A rebel has courage. A rebel undertakes personal risk for something they believe in. Anyone can say, “forget this,” cut class, smoke weed. You know why? Because it’s easy. It doesn’t make you a rebel. You’re a failing cog in the machine, but you’re still a cog in the machine.
If you don’t like the system, get out of the system. Because a lot of the time, the system is wrong. I don’t need to describe societal injustice; you know it’s out there. There is so much to fix. So often, the system is broken. Another mistake is to think that we have somehow maxed out, or “arrived.” With iPads, 3D-Printers, 4G networks, it may feel as though things can’t get any better, as though we’ve already made every possible breakthrough. But let me tell you, people felt that same way when fire first came out, and then stairs, and car-phones. There is ALWAYS something unfathomable around the corner. Instead of being shocked by the next earth-shattering discovery, make that discovery. Be the one salmon that swims downstream. Rock other people’s worlds.
If you want to be a rebel, don’t just break the rules: make the rules.
You could characterize rebellion as doing the WRONG thing for the RIGHT reason. My final point is that sometimes, it’s also okay to do the RIGHT thing for the WRONG reason.
What is the right reason to do the right thing? I think we, seniors, wrestle with this question all the time. We know too much to think people are saints. Seniors, you know what I’m talking about: you all filled out the CommonApp, and included the 5000 hours of community service and soup kitchens. It can make you more focused on the motive than the deed itself. You wonder if people actually care about the impoverished nation they’re holding a bake sale for. You want to volunteer at an animal shelter because puppies are cute, but also because girls go crazy for that sort of thing. And deep down, a voice inside you asks, “if I’m doing this for a selfish reason, should I be doing it at all?”
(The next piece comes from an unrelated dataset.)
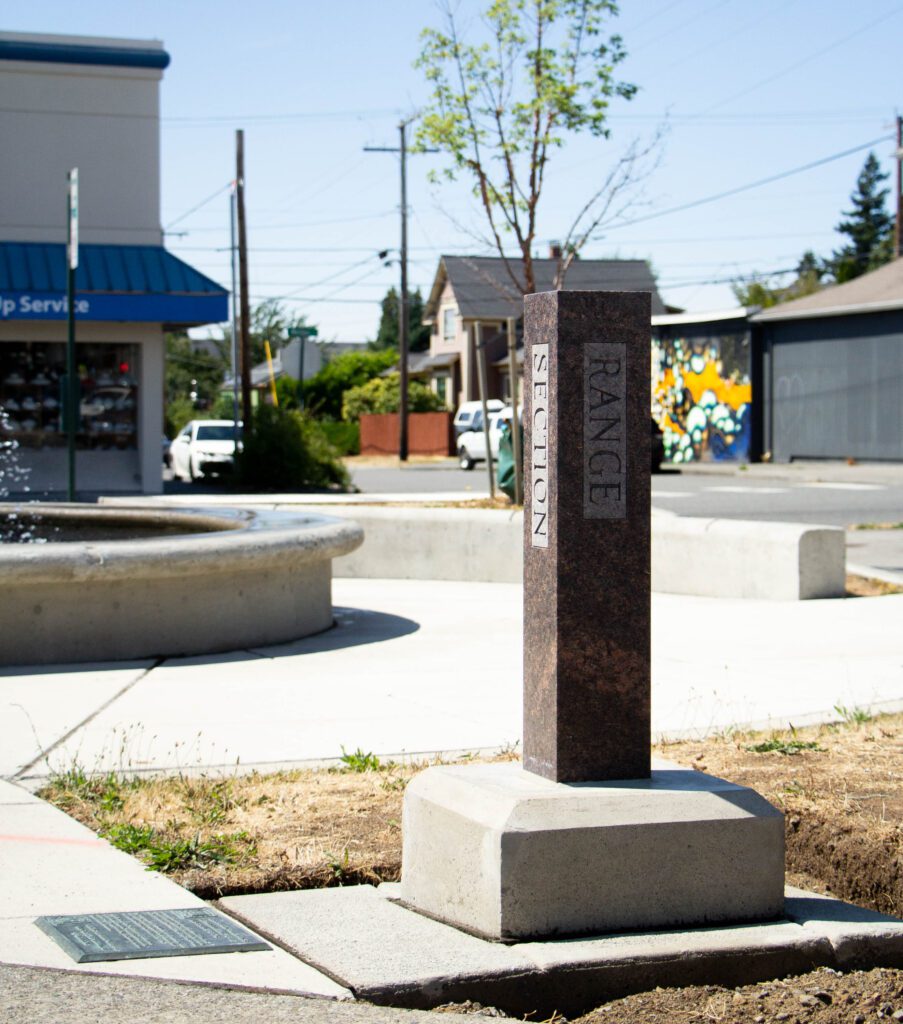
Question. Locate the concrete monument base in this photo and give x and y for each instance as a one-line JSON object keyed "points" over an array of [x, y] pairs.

But again, don’t listen to that voice. Your motives may not be pure, but by taking action, you are doing more for the world than someone who does nothing at all. Doesn’t matter if that same voice says, “Working in a soup kitchen is so cliche.” Do it anyway. We’re too smart not to be cynical. But let’s be smart enough to be idealistic as well.
Well guys, this is it. The time has come to say goodbye: to your room, to your dog, to your childhood. Our time at Hopkins is over. For most of us, it’s the last time we’ll play on a varsity team, or know the name of everyone in our grade. All of us have toasted our last Ski Lodge Day marshmallows. We’ll never again be sent “off to class.” We’ve pledged our honor here for the final time.
So what have I said to you today? Dare to change. Dare to disobey. Dare to take action. My friends, you are brilliant, you are unbeatable, and now, I ask you to be bold as well.
If you go downtown, to the corner of College and Grove, you’ll find yourself at the Yale War Memorial. It’s quiet and cool, and the names of Yale’s fallen servicemen are carved on the walls. Above these names is an inscription, and very people know this, but that inscription was chosen by Hopkins’ own Simeon Baldwin in 1912. It reads, Courage disdains fame, and wins it. My friends, Hopkins class of 2011: Be courageous. Cross the line. Congratulations. Thank you.